Actor

apify/example-process-crawl-results

  • Builds
  • latest 0.0.7 / 2018-04-01
  • Created 2017-11-15
  • Last modified 2018-04-01
  • grade 7

Description

Example act that iterates through all results from a crawler run and counts them. The act shall be called from the crawler's finish webhook. To do so, simply add the following URL to the finish webhook of your crawler: https://api.apify.com/v2/acts/apify~example-process-crawl-results/runs?token=<YOUR_API_TOKEN> You can use this act as a starting point to develop custom post-processing of data from the crawler.


API

To run the actor, send a HTTP POST request to:

https://api.apify.com/v2/acts/apify~example-process-crawl-results/runs?token=<YOUR_API_TOKEN>

The POST payload will be passed as input for the actor. For more information, read the docs.


Example input

Content type: application/json; charset=utf-8

{ "_id": "YOUR_CRAWLER_RUN_ID" }

Source code

Based on the apify/actor-node-basic Docker image (see docs).

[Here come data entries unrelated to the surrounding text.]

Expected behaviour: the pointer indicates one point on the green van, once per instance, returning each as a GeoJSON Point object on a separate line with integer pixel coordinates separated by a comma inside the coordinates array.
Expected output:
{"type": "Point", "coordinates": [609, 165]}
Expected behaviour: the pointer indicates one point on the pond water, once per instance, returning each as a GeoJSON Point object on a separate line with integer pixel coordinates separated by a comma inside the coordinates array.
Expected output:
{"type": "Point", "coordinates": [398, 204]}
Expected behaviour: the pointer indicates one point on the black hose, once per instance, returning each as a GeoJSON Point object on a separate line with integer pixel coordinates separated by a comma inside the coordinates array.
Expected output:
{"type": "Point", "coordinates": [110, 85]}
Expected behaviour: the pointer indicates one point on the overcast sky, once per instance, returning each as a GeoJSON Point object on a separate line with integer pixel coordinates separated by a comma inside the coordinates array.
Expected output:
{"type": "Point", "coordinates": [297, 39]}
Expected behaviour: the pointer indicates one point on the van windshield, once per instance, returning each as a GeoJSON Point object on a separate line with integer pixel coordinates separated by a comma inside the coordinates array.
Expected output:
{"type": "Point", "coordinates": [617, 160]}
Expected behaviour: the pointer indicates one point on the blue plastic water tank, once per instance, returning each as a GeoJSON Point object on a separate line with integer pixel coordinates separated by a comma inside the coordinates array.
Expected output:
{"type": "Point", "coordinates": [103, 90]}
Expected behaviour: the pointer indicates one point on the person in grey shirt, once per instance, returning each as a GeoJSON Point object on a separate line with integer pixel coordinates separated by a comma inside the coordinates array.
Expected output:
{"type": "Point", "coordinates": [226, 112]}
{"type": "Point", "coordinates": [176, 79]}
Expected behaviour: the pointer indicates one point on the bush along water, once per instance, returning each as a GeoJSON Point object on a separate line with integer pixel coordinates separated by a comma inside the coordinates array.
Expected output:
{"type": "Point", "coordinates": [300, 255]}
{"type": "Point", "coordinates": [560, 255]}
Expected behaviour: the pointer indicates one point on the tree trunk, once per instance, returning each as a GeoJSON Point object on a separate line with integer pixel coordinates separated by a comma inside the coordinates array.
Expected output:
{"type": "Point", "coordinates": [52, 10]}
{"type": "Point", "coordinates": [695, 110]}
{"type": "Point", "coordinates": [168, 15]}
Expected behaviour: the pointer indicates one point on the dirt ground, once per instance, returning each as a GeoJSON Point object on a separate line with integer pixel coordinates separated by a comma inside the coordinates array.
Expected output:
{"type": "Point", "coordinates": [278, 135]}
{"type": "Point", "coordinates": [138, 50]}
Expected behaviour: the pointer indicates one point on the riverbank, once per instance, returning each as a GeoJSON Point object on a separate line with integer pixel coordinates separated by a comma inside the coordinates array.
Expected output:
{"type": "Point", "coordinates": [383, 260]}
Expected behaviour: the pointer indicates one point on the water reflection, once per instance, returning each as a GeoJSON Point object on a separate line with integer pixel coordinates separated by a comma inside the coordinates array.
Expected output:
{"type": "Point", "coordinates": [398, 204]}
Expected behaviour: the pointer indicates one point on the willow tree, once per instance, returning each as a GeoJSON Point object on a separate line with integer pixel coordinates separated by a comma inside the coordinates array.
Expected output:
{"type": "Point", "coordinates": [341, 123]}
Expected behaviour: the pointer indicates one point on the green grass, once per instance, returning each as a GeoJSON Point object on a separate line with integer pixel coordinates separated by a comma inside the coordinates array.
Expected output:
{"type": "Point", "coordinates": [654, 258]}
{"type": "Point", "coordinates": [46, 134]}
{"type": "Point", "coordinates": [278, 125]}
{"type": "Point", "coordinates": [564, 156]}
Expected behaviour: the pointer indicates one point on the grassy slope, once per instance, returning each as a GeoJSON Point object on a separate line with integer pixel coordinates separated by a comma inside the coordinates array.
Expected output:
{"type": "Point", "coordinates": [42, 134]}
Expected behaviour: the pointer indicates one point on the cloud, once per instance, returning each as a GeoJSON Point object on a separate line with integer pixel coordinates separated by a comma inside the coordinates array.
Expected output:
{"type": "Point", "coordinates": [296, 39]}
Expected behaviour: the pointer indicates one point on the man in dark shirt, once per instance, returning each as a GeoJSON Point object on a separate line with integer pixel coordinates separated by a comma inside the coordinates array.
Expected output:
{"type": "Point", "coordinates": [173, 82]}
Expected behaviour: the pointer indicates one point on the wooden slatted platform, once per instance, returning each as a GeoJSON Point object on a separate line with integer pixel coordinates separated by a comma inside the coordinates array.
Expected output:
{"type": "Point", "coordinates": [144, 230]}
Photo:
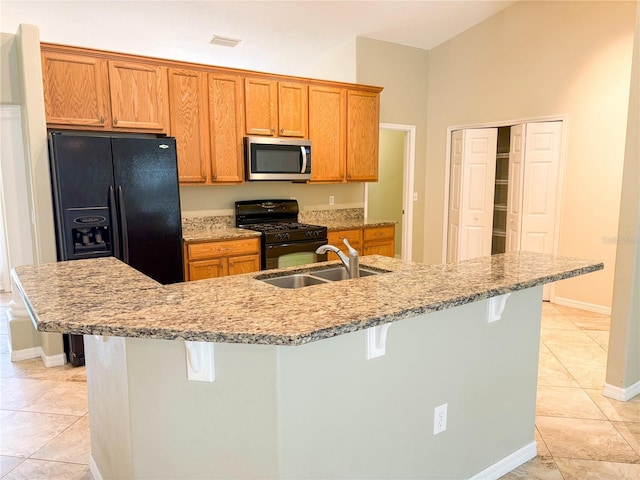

const Apify = require('apify');
const _ = require('underscore');

Apify.main(async () => {
    // Get act input and validate it
    const input = await Apify.getValue('INPUT');
    console.log('Input:')
    console.dir(input);
    if (!input || !input._id) {
        throw new Error('Input is missing the "_id" attribute. Did you start it from crawler finish webhook?');
    }
    const executionId = input._id;
    
    // Print info about crawler run
    const crawlerRunDetails = await Apify.client.crawlers.getExecutionDetails({ executionId });
    if (!crawlerRunDetails) {
        throw new Error(`There is no crawler run with ID: "${executionId}"`);
    }
    console.log(`Details of the crawler run (ID: ${executionId}):`);
    console.dir(crawlerRunDetails);
    
    // Iterate through all crawler results and count them
    // Here is the place where you can add something more adventurous :)
    console.log(`Counting results from crawler run...`);
    
    const limit = 100;
    let offset = 0;
    let totalItems = 0;
    let results;
    
    do {
        results = await Apify.client.crawlers.getExecutionResults({ 
            executionId,
            limit,
            offset
        });
        
        offset += results.count;
        totalItems += results.items.length;
    } while (results.count > 0);
    
    // Save results
    console.log(`Found ${totalItems} records`);
    await Apify.setValue('OUTPUT', {
        crawlerRunDetails,
        totalItems
    });
    
});